Aeroporti, i dati Sac e Soaco visti da un imprenditore Zappalà: «Comiso un danno per la nostra economia»

«I numeri sui flussi di passeggeri dell’aeroporto condannano in modo inequivocabile la governance di Fontanarossa». Così Salvo Zappalà – imprenditore impegnato nel settore turistico, titolare della Dimsi investimenti e turismo – risponde all’analisi del docente Giuseppe Inturri sul traffico passeggeri dello scalo etneo. «Mentre l’intero sistema aeroportuale italiano cresce – afferma Zappalà – dalle nostre parti siamo costretti a commentare risultati con il segno negativo». 

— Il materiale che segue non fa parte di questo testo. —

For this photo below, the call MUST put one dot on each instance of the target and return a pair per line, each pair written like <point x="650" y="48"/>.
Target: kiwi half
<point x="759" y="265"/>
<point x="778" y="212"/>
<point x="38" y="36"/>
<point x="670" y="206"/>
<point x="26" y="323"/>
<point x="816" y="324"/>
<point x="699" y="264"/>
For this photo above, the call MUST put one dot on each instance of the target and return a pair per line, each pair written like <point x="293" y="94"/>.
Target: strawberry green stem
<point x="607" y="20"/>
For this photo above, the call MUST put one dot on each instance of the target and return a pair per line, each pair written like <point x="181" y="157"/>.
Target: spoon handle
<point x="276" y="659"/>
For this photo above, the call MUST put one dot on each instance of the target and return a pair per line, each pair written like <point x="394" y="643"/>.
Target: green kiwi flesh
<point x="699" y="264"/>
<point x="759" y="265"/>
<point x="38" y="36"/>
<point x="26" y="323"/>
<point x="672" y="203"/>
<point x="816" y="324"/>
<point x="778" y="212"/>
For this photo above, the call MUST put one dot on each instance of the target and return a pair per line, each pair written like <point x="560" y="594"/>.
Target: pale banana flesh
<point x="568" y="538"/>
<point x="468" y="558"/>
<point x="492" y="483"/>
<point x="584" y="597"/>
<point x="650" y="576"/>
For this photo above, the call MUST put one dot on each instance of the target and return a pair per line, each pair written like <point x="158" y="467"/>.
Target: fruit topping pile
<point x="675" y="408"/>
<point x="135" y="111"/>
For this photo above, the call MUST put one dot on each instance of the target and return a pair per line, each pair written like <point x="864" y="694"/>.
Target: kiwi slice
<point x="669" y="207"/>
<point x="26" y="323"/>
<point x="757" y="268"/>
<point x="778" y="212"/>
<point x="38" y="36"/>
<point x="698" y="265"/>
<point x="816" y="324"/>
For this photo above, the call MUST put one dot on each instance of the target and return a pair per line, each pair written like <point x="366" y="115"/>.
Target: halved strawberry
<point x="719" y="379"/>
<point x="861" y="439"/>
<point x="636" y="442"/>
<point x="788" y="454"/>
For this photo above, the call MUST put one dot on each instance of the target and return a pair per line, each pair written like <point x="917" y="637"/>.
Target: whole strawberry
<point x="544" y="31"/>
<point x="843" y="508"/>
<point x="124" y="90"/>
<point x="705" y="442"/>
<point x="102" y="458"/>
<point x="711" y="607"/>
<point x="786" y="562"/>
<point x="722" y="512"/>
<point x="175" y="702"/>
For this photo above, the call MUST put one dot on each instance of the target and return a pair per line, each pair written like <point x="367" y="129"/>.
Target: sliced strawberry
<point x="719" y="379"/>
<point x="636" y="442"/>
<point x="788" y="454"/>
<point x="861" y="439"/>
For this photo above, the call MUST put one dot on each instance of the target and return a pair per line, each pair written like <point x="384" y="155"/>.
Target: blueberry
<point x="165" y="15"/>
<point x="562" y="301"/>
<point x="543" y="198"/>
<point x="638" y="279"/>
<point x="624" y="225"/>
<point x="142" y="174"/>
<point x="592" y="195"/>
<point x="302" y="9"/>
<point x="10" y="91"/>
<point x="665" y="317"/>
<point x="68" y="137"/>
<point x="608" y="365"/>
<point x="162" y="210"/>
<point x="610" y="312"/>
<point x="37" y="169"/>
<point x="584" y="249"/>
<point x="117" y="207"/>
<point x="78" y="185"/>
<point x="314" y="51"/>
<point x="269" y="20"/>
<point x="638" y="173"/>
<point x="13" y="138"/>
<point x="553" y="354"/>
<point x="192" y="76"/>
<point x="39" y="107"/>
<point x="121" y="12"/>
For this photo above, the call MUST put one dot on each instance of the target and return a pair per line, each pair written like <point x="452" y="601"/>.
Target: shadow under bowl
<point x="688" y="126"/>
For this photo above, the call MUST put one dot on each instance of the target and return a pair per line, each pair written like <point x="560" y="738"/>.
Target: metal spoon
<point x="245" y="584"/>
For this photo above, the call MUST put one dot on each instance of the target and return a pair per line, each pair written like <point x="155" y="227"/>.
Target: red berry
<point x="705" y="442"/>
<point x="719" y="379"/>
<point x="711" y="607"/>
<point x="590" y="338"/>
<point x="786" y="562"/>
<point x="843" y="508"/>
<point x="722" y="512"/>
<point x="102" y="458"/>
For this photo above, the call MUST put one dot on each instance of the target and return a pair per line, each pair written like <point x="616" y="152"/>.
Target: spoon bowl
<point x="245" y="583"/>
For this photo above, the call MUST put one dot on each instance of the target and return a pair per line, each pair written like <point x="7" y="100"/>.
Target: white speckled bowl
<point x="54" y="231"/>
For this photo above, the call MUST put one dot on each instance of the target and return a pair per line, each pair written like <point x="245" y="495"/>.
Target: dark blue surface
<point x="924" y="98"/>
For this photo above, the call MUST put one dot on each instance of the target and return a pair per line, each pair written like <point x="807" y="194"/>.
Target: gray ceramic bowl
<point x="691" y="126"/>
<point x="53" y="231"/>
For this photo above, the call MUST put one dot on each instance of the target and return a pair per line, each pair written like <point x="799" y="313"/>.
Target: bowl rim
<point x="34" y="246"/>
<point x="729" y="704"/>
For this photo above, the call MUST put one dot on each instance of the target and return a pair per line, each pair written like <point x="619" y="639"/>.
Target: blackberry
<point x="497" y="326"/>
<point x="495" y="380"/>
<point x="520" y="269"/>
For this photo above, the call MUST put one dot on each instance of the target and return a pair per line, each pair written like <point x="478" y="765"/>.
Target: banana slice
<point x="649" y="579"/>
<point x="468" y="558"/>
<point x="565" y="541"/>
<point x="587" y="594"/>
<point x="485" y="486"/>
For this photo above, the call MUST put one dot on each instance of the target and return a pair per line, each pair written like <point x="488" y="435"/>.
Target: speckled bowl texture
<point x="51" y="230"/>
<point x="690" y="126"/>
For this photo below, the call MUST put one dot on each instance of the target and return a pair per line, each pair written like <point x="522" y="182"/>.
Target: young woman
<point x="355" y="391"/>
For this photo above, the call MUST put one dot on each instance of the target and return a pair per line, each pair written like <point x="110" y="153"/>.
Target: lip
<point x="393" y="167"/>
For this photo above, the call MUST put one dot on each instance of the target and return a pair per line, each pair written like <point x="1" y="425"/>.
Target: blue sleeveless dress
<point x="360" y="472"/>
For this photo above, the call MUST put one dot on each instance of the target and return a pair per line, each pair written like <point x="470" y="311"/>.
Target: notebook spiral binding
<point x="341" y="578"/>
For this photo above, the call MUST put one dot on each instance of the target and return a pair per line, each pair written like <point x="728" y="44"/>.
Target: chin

Secondo Inturri, professore di Trasporti al dipartimento di Ingegneria civile e ambientale dell’università di Catania, il calo del 2.7 per cento nei collegamenti nazionali non deve impensierire. «Ci siamo ricollocati sugli stessi tassi di crescita precedenti al 2012», ha spiegato a MeridioNews. E, inoltre, si tratta di una visione parziale, alla quale si deve aggiungere il risultato positivo ottenuto dall’aeroporto di Comiso. Un approccio condiviso anche da Zappalà. Che, però, ritiene «necessaria un’analisi più profonda, integrata da alcuni passaggi – elenca – La quasi totale mancanza di attività commerciale del management della Sac, l’ostinazione a non utilizzare a pieno regime i finger (i sistemi che collegano direttamente gli aerei ai gate, ndr), il mancato completamento del parcheggio principale». Elementi ai quali, sottolinea, va aggiunto l’aumento del prezzo dei biglietti. Inoltre «i vertici della Sac dovrebbero intervenire e mettere in discussione la gestione portata avanti dal board di Assoclearance», l’ente che assegna le bande orarie negli aeroporti italiani. 

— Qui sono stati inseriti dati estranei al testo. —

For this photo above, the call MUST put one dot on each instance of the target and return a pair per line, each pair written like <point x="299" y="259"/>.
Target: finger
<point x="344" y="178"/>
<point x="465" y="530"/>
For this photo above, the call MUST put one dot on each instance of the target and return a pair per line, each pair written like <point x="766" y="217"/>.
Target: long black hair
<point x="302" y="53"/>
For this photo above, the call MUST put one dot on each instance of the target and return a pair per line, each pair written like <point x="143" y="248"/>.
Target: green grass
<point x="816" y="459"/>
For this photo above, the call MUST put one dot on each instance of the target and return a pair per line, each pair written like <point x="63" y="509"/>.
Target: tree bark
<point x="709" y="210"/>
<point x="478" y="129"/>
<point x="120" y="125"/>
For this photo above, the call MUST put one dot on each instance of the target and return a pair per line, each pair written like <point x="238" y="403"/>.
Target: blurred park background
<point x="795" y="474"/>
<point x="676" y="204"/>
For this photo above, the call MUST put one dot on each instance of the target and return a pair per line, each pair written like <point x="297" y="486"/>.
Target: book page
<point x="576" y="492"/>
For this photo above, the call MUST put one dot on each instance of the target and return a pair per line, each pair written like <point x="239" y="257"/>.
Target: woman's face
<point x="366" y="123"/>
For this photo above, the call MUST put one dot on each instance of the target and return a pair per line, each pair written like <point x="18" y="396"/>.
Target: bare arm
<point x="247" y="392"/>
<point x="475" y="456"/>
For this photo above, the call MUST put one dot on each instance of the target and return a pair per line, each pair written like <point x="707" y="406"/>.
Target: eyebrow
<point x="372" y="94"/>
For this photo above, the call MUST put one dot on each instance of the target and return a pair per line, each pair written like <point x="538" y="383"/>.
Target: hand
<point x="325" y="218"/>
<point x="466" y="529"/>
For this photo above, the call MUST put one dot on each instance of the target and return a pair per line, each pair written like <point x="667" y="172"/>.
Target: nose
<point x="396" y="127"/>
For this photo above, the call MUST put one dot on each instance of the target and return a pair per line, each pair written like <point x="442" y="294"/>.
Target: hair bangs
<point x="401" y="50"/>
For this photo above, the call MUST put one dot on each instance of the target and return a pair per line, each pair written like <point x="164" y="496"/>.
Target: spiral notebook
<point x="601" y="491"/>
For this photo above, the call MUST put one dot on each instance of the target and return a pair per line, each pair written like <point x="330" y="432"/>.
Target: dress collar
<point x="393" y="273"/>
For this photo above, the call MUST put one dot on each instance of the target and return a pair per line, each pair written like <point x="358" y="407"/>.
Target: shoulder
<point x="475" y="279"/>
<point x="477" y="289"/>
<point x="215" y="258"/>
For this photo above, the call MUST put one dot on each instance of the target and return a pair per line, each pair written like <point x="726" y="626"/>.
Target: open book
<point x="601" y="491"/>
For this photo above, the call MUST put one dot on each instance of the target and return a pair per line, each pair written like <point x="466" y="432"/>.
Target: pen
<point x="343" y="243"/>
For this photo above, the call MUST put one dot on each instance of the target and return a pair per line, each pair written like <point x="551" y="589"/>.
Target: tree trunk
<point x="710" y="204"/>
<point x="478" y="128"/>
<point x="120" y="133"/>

Salvo Zappalà non condivide nemmeno la valutazione complessiva del sistema coordinato da Sac e Soaco, le due società che gestiscono gli aeroporti Fontanarossa e Pio La Torre. Per Giuseppe Inturri i due scali «stanno lavorando in sinergia, così come previsto». Diversa l’opinione dell’imprenditore, che fa parte del Tavolo per le imprese. «L’aeroporto di Comiso, distante soltanto 40 minuti di auto da quello di Catania, non aveva ragione di esistere», dichiara. «Gli stessi ragusani utilizzano Fontanarossa per i loro spostamenti – aggiunge – Si tratta di un’opzione che ha sottratto ingenti risorse pubbliche che si sarebbero potute utilizzare per incrementare i margini di crescita dello scalo catanese». Per questo motivo Zappalà invita a «una presa di coscienza collettiva per comprendere il danno che si sta arrecando alla nostra economia».